All these systems evolve as you progress, throwing in enhancements like focus (allowing you to slow time for a very short period to steady your aim), or dastardly distractions and modifiers to make hitting the correct phrase more difficult. Fail to shoot down the right statement or use the wrong truth bullet and you will lose your influence with the other students, and when you lose all influence, you’ll lose the game. There is no true penalty for failure, though, other than the shame and annoyance at being forced to start the current debate over again.
It’s an odd mix of mechanics to bring together for a murder mystery, I’ll give you that, but it works so, so well in practice. Even though deep-down I knew the sense of being a master detective was really a lie – cases can only really go one way after all – the class trials became my favourite portion of Danganronpa, with drama and high tension making for compelling narrative as the real story unfolded. It’s here the strength of the soundtrack really hits home too, as the kooky songs make way for a ridiculously catchy trance number which helps to add much urgency into Danganronpa’s most dramatic component.
Now, fans of Spike Chunsoft’s previous Vita effort, Virtue’s Last Reward, may be disappointed to learn that there is only one ending, but this was absolutely not an issue for me. The reason being that I spent a lot of my time in Virtue’s Last Reward following a particular story path through the choices asked of me, and then near the end I faced a roadblock. To get around it I would have had to set my current progress aside, head back in time to explore the alternative choices just to eventually see the outcomes of my original decisions, and that ultimately killed the experience for me. One ending here meant that I wasn’t forced to abandon the story I’d become invested in, and Danganronpa felt a better experience for it.
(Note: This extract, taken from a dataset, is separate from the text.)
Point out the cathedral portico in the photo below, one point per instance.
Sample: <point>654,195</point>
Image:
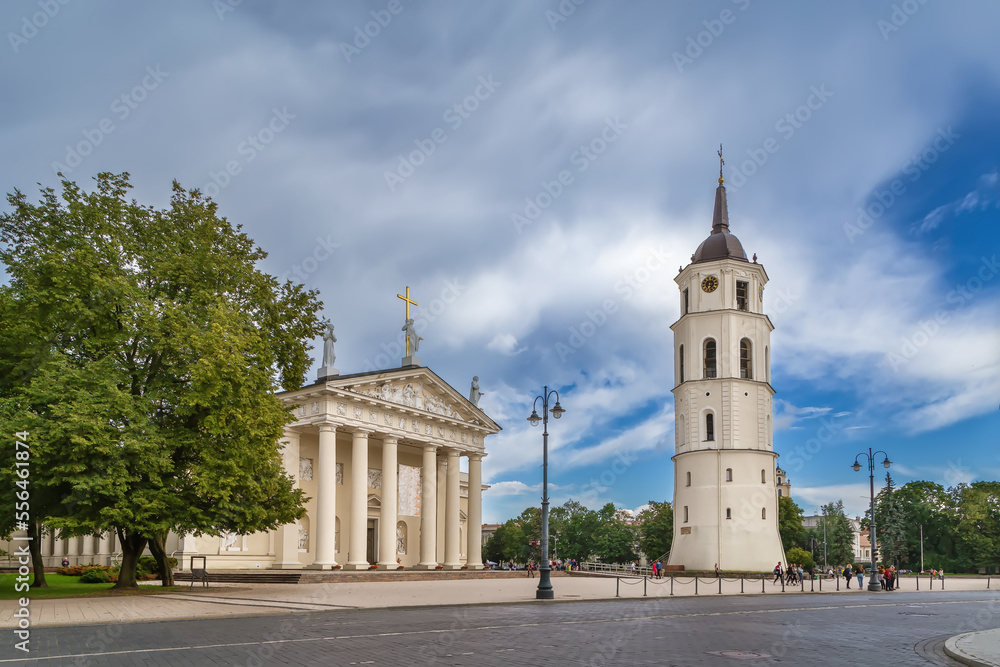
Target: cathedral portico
<point>393,442</point>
Once you’ve finished the main story you’ll have access to a ‘School Life’ mode in which the students are tasked with building back-up units of Monokuma. This is pretty much a menu-based resource management game where you set students to gather the resources required to build new Monokumas, while also trying to keep them all rested and the school clean at the same time. I never felt compelled to devote much time to this mode outside of an exploratory first look, but if you’d like to spend some more time with these characters, then School Life at least offers you that.
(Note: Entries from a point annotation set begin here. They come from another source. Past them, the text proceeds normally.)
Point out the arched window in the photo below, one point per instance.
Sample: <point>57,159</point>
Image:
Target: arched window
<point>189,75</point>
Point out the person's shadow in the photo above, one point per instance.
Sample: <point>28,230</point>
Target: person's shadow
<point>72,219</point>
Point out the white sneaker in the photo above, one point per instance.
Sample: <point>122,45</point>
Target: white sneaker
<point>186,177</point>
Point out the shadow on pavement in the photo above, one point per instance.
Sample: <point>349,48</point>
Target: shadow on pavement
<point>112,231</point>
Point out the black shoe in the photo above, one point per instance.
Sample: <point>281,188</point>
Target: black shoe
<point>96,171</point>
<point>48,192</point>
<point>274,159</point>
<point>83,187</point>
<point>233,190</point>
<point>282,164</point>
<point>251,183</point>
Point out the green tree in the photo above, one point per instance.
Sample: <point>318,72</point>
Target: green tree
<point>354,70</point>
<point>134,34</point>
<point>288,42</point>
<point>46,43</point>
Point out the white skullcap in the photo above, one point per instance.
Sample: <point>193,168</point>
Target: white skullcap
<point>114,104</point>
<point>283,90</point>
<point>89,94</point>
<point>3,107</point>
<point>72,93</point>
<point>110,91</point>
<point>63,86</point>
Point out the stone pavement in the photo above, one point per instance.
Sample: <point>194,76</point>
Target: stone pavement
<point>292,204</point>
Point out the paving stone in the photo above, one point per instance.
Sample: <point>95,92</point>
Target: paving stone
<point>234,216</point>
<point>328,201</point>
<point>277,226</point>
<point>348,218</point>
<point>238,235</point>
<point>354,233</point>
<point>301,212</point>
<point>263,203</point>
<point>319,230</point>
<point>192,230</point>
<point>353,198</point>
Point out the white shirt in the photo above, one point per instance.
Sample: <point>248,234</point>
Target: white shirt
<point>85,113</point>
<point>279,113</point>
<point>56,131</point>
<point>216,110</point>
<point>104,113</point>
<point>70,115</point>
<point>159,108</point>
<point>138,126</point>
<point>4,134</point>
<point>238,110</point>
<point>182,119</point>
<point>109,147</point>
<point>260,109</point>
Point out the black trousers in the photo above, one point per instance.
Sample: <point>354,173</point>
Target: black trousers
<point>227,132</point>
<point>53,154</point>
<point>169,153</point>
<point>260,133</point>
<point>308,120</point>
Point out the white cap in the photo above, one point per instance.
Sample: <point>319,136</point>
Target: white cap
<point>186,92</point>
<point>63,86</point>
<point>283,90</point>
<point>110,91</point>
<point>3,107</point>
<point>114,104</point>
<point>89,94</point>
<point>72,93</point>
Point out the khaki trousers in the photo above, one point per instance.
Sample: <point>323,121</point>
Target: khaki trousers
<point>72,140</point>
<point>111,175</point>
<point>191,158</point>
Danganronpa: Trigger Happy Havoc is a thrilling little whodunnit that managed to both engross and constantly surprise me for the entirety of its 24 hours. It does start a little on the slow side and that may put some off before it opens into its satisfying and compelling stride, but once it does it buzzes thanks to a charismatic troupe, high suspense and a delightfully evil sense of mirth.
I would never have thought it going in, but this bizarre mix of storytelling, investigation and courtroom action has resulted in one of my favourite Vita games to date.